Etwas übertrieben riss ich Jespers Bürotür auf und schloss sie sogleich hinter mir, damit ich mich kurz mit zusammengekniffenen Augen an sie lehnen konnte.
Wie peinlich konnte ich mich eigentlich noch verhalten? Wenn das so weiter ging, würde Steve noch viel schneller von Jesper und mir erfahren, als ich es aufhalten konnte.
„Wow, warum so energisch heute?"
Ich sah zu Jesper, der hinter seinem Schreibtisch saß und bis dato scheinbar auf seinem Laptop gearbeitet hatte. Nun jedoch betrachtete er mich mit einem etwas irritierten Blick und konnte sich gleichzeitig sein Schmunzeln nicht verkneifen.
Seufzend ging ich auf ihn zu, blieb vor seinem Tisch stehen und fuhr mir dabei mit einer Hand durch die Haare. „Weil ich-", begann ich, schüttelte daraufhin den Kopf. „Es ist nichts.
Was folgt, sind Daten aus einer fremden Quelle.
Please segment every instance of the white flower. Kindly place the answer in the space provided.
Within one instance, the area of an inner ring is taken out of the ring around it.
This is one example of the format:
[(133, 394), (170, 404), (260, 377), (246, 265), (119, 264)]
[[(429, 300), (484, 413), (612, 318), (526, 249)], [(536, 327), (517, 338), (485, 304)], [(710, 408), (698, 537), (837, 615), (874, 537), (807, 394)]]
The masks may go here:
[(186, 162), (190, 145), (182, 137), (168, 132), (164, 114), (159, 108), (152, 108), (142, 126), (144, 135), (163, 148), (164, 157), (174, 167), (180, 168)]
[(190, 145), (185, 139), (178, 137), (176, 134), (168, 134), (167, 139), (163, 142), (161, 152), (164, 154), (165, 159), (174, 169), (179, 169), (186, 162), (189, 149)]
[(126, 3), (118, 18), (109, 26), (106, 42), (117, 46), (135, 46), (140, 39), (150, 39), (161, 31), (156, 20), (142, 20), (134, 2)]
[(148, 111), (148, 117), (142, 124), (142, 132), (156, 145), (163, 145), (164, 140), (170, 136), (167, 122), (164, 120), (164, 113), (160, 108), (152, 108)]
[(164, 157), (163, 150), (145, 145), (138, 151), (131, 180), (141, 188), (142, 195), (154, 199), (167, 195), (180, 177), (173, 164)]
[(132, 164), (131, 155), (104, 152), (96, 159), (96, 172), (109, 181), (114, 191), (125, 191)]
Ich bin nur gerade...vor meiner Unauffälligkeit geflohen."
Seine Mimik verriet mir, dass ich weder ihm noch mir selbst einen Gefallen mit dieser kryptischen Antwort machte, weshalb ich einfach weiterredete: „Steve meinte, du wolltest mit mir über das Projekt sprechen? Ist alles okay? Kann ich irgendwie helfen oder...sag bloß nicht, es gibt wieder ein Problem mit DreamLine?"
„Oh, nein, nein. Alles gut", beruhigte Jesper meine aufkommende Unruhe. Er stand von seinem Bürostuhl auf und richtete sich sein dünnes Jackett, unter dem ich ein weißes Shirt hervorblitzen sah. „Ich habe ein neues Projekt für Sie, Ms. Campbell."
Alleine schon das Grinsen in seinem Gesicht wies daraufhin, dass er heute sehr zum Scherzen aufgelegt war. Er steckte mich fast sofort mit seiner guten Laune an und ich neckte ihn gleichermaßen zurück.
„Ach, ja, Mr. Avens? Dann klären Sie mich bitte auf."
Mit langen Schritten lief Jesper um seinen Schreibtisch und haute mich mit seinem Grübchen fast um – seit wann hatte ich überhaupt so eine Schwäche dafür?
„Es ist ein Projekt, dass Ihnen ausgezeichnet gefallen wird", meinte er und bot mir plötzlich in alter Manier seinen Arm an. „Und zwar werden wir zusammen Mittagessen gehen. Den Initiatoren ist es egal, wohin wir gehen, es sollten jedoch nur Sie und ich daran beteiligt sein."
Mein Lächeln war gar nicht mehr aufzuhalten, so glücklich machte mich dieses „Projekt" im Moment. Ohne zu zögern hakte ich mich bei ihm unter und rückte ganz nah an ihn heran. Dank meiner hohen Schuhe waren wir fast auf Augenhöhe und ich musste zugeben, dass ich es irgendwie liebte seine himmelblauen Augen aus dieser kurzen Distanz anschmachten zu können.
„Dann wollen wir doch dieses ultra-wichtige Projekt nicht länger hinauszögern", stimmte ich in seine Pläne ein und beugte mich unscheinbar zu ihm. Ganz leicht drückte ich meine Lippen gegen sein freches Grübchen, das sich daraufhin nur vertiefte.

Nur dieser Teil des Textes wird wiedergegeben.